Gasoline prices in the United States witnessed an unexpected spike, taking some of the fun out of summer. AAA called it the steepest one-month climb in the gas prices since they started recording in 2000. The national average price for a gallon of gas has climbed to $3.67, a 34 cents rise in the prices from the last month's $3.38. Industry analysts blamed sudden rise in fuel prices as one root cause of the increase in gasoline prices. Other factors also contributed to the rising prices of fuel including problems with West Coast's refineries and pipelines, two offline plants in the Midwest and problems in the Richmond plant damaged by fire in California.
Analysts didn't expect gasoline prices to rise as they did in April, when the average of United States topped at $3.94. But this still is unwelcome news in the sluggish economy, since price hike means lost profits, lost income and lost savings. The spiking prices could also put some pressure on President Barack Obama during his re-election campaign. Economists and Analysts agreed that wholesale gasoline and crude oil prices are set on financial exchanges throughout the world that is based on supply and demand and expectations on how to change those factors.
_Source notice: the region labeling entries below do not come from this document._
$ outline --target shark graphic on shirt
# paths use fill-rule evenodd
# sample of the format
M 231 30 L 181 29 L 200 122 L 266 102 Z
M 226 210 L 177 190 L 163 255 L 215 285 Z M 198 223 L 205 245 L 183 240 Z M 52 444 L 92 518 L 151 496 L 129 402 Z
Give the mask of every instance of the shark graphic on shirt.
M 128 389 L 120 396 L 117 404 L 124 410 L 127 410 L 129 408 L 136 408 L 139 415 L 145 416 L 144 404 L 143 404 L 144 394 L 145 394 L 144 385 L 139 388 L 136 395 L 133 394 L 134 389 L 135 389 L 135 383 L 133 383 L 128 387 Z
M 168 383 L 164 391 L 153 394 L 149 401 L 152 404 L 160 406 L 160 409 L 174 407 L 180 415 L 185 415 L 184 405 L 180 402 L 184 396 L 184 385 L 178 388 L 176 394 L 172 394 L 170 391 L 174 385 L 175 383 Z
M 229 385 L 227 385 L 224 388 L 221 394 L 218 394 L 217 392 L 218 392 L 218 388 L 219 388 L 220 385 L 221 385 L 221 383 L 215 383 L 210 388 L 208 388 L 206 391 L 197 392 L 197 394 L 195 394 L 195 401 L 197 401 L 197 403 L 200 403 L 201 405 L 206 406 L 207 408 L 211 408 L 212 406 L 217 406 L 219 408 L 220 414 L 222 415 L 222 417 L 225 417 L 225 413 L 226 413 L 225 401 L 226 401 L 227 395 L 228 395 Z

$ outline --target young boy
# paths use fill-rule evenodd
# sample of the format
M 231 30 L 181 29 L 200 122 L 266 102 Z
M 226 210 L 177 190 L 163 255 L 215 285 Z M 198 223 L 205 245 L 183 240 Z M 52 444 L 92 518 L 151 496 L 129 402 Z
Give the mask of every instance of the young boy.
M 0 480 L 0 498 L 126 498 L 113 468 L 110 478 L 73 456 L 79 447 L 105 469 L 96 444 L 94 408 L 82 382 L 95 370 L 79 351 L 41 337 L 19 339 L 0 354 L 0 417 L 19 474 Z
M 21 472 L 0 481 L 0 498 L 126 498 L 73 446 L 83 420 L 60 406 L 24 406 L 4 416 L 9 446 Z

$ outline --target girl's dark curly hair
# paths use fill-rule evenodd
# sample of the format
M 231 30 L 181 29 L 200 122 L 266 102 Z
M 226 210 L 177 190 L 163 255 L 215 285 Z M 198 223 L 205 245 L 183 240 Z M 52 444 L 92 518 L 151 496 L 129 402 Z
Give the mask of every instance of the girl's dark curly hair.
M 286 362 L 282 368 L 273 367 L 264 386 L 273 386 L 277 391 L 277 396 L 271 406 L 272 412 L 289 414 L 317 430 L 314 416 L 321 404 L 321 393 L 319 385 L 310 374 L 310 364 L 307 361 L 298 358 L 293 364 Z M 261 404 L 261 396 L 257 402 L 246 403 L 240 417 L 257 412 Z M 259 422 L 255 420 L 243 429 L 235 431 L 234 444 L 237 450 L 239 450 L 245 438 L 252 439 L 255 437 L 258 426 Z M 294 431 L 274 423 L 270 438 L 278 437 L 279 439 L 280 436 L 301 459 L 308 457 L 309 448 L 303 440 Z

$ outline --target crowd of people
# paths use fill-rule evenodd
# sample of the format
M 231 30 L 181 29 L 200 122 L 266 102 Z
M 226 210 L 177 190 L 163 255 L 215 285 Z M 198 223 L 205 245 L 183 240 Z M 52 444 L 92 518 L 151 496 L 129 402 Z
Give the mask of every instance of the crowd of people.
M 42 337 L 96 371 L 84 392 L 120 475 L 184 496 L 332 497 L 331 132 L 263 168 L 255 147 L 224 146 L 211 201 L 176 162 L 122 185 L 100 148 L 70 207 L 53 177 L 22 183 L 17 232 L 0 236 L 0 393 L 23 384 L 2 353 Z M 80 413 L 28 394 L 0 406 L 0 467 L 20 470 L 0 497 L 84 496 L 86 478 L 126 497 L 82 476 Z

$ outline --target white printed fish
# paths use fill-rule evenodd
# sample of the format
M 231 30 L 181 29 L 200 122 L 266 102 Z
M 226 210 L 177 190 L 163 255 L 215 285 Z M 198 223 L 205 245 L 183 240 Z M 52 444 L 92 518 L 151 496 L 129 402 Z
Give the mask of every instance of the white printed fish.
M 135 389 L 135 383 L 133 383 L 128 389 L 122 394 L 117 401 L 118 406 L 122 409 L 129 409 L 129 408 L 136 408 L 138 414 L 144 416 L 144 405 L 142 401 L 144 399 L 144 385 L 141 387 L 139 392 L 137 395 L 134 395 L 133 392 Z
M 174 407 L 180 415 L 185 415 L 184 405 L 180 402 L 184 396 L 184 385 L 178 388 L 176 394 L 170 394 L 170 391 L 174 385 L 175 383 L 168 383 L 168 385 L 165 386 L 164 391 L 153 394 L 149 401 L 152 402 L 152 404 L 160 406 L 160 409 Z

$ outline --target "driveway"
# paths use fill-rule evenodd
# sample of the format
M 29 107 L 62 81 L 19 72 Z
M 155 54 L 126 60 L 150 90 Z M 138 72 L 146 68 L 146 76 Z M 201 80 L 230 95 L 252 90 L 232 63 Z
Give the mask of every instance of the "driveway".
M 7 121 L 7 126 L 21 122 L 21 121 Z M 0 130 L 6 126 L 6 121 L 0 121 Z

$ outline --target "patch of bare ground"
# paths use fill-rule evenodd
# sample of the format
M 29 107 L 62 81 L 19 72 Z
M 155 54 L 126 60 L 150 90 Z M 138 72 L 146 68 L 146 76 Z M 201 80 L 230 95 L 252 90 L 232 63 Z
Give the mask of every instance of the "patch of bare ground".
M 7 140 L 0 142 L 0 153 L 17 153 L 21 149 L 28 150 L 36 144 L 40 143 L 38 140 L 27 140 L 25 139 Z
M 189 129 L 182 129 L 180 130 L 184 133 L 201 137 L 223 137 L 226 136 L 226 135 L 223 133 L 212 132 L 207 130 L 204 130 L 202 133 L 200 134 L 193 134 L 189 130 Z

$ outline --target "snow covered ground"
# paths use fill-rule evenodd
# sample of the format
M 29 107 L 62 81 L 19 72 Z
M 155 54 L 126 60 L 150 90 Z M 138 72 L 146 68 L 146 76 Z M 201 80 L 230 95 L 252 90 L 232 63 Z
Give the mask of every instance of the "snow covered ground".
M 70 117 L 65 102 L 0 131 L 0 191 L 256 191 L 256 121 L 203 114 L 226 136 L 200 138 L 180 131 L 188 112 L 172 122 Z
Patrick DeHaan, senior petroleum analyst for GasBuddy explained the reasons for rising gas prices as new pipeline glitches and spike in ethanol prices. He commented that prices of ethanol may continue to rise for at least next two months which will eventually affect the prices of gasoline. He further said that gas prices will continue to rise unless U.S. expands its existing refineries or builds new ones. He added that the operating refineries need to function better as they constantly seem to be breaking down and prices will remain high as long as this refining cannot be tackled.
Analysts expected the gas prices to drop as the Labor Day approaches or the prices may start falling at the end of Christmas, despite the 19 percent spike in the past two months. But the recent rise in gas prices isn't stopping the Americans to get out of town and hit the roadways during the long weekend.